Le meilleur ami de l’homme

Petits et gros chiens. Chiens de salon. Chiens jamais autorisés dans la maison. Chiens obéissants ou pas. Chiens qui gardent les troupeaux. Chiens qui participent à des concours de beauté. Il y a vraiment toutes sortes de chiens.
Leur point commun, c’est probablement leur attachement à leur maître. Et quand celui-ci est un professionnel du sauvetage de vies humaines, ils sont irremplaçables pour l’assister dans ses missions. C’est ce que raconte un de ces hommes: histoire d’apprentissage, de partage et de confiance réciproque. Une très belle histoire.

Transcription:
– Concrètement, on se tourne vers des chiens qui ont une… une bonne olfaction (1). Donc c’est vrai que le… le… les chiens de races bergères (2) ont une très bonne… très bonnne olfaction, les chiens de chasse aussi. On se tourne vers les chiens qui sont des chiens rustiques, résistants, endurants parce que derrière, il y a une composante physique…
Ouais.
– … en particulier pour nous, dans le domaine de la recherche en décombres (3), hein. Nos… nos chiens sont des athlètes au plan physique aussi.

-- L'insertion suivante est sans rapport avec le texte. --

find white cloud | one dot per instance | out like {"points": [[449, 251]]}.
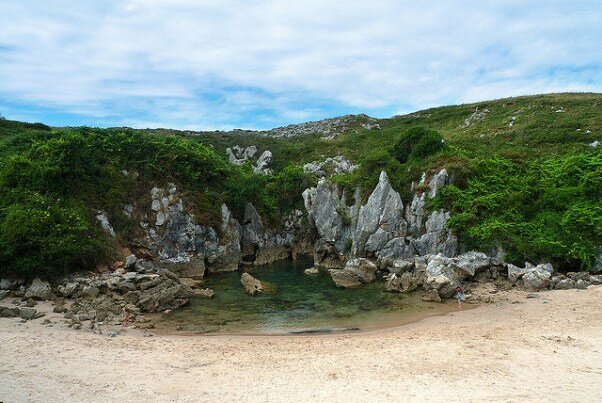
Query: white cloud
{"points": [[205, 64]]}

Vous allez nous raconter comment vous les entraînez.
– Oh bah, ils sont… Si on prend ceux des pompiers de Paris (4), c’est un entraînement qui est… qui est quotidien. Il y a une partie entraînement physique spécifique, exactement… enfin, exactement… pratiquement comme leur maître puisque les pompiers de Paris sont quand même réputés pour être assez « fit » (5) physiquement. Donc le matin, ils vont courir avec le maître ou ils vont faire du vélo, pas eux, mais à côté du maître. Ça, c’est la partie physique. On ajoute des petites montées de buttes (6), des descentes, des choses comme ça pour les habituer à positionner leurs pattes sur des environnements hostiles comme le décombre (7). On leur apprend aussi à… à évoluer (8) dans des environnements qui sont stressants. Parfois, dans une explosion, un tremblement de terre, il faut aller en profondeur, donc travailler dans le noir, ou il faut aller en… en hauteur avec des vides qui peuvent être parfois assez vertigineux. On leur apprend à descendre d’un hélicoptère au bout d’un… au bout d’un câble. On fait d’ailleurs régulièrement des entraînements de… de descente en rappel depuis le premier étage de la Tour Eiffel par exemple, ou le toit du Stade de France (9), pour que les chiens s’habituent au vide. Ça, c’est la partie physique et comportementale. Et puis la deuxième partie de l’entraînement, c’est l’aspect spécifique, c’est-à-dire apprendre, d’abord, comprendre qu’on va chercher une personne humaine pour avoir sa récompense et jouer, et que la personne humaine, bah, elle peut ne pas être seule, il peut y en avoir plusieurs, ça peut durer longtemps, ça peut être difficile. Donc ça, c’est un processus qui se fait sur… allez, on va dire 18 mois pour un chien standard.
Vous parlez des chiens des sapeurs pompiers. Chaque chien pompier a son maître ? Comment ça se passe ?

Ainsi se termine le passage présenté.